Very Dark and Very Quiet

I'm writing this because it's 10pm on a Thursday and a friend of mine just got some really awful, awful news. The world seems like a very quiet, very dark place right now.

I spent the last half hour or so just scrolling through my own Facebook profile. I stopped at spring 2014. I felt myself going through the familiar routine of longing for a time gone by. I mythologize my junior year as the pinnacle of my adolescent happiness--still somewhat isolated from my peers, but okay with it; content with my group of friends; happy with my body; doing well in school; succeeding in my extracurriculars. I also look back on it as the time B.G.C., or Before Grammy Camp, when my life was turned upside down in a way that I can't quite explain. To put it vaguely, my life was simpler before I met the people at that magic summer camp. My life is not better or worse now, just a great deal more complicated.

But the truth is, if I really force myself to remember my junior year, I know that it wasn't perfect. There were nights when I was incredibly stressed out by my demanding course load. There were weekends when I felt lonely because I wasn't out on dates or at parties with my classmates. And there were days where I was bored or insecure or mad at my family or unproductive with my writing because that is how the world works. No stretch of time is ever as perfect as we remember it to be.

More to the point, when I was a junior in high school, I looked back on years prior as simpler times, specifically middle school. And it's true, it was simpler. But the biggest truth is that the simplest time of my life was when I was an infant, and it's because I only knew like five people, all of whom were related to me. The more people there are in your life, the more complicated it becomes. This is the hardest lesson I've learned through growing up. The only way to keep things simple is to shut everyone out. But simple is lonely. Even for an introvert who would gladly spend all day holed up in a room with just a piano, a laptop, and a bag of snacks.

Even though I know my obsession with my junior year is dumb, I still find myself wishing I could go back to late 2013 and early 2014. I want to relive those days, when I still lived at home, when I was surrounded by people who I knew so well, albeit people who I didn't always click with. That's another thing about being a freshman in college: even the closest friendships feel so transient. The person I consider my closest friend is someone I met in September. We've only known each other for six months. The friendships I had when I graduated high school were founded on four to six years of meals and movies and sleepovers and study dates. Now what is it? Parties in which I took care of their drunken, stumbling bodies? A few chance deep conversations in their dorm rooms? Some especially productive jam sessions at the music school?

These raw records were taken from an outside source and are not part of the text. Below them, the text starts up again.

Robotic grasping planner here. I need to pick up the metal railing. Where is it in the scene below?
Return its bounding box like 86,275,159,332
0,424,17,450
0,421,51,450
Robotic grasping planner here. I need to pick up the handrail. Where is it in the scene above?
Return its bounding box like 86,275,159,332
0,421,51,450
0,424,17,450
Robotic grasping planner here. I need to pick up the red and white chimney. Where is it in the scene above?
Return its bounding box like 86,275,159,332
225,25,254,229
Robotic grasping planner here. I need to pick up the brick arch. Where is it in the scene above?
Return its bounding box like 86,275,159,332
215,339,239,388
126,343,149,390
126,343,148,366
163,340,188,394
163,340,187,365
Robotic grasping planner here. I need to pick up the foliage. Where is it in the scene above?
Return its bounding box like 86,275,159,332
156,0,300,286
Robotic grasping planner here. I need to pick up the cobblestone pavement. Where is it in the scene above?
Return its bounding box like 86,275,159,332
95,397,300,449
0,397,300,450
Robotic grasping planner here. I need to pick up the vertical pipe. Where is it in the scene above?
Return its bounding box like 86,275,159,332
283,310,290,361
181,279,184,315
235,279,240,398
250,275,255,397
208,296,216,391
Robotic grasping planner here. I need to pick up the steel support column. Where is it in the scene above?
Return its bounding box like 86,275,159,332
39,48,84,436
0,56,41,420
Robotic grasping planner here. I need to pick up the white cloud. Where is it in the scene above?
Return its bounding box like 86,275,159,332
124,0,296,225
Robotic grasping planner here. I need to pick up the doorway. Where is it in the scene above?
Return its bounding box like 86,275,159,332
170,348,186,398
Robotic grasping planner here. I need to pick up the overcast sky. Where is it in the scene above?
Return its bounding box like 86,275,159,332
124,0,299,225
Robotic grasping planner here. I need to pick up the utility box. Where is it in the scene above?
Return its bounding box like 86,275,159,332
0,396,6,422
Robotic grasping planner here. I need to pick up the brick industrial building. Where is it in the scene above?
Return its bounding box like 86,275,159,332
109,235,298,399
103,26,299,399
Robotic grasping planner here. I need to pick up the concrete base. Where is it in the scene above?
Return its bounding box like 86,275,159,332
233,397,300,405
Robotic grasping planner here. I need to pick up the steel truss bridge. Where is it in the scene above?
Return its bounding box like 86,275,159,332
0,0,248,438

I guess what I'm saying now is that despite how truly incredible the people at my university are, I still feel very disconnected. I can count on one hand the number of times I've formed a real, long-lasting bond with someone on an immediate basis (it's probably only been once). For the most part, my friendships are a slow burn. I haven't completely opened up to anyone I've met at college. There are certain parts of myself that I don't trust with other people. I don't know how to change that. Maybe it's best that I don't.

This post doesn't have a thesis statement or even a point. But it's 10pm, and I am writing, because the world is very dark, and very quiet.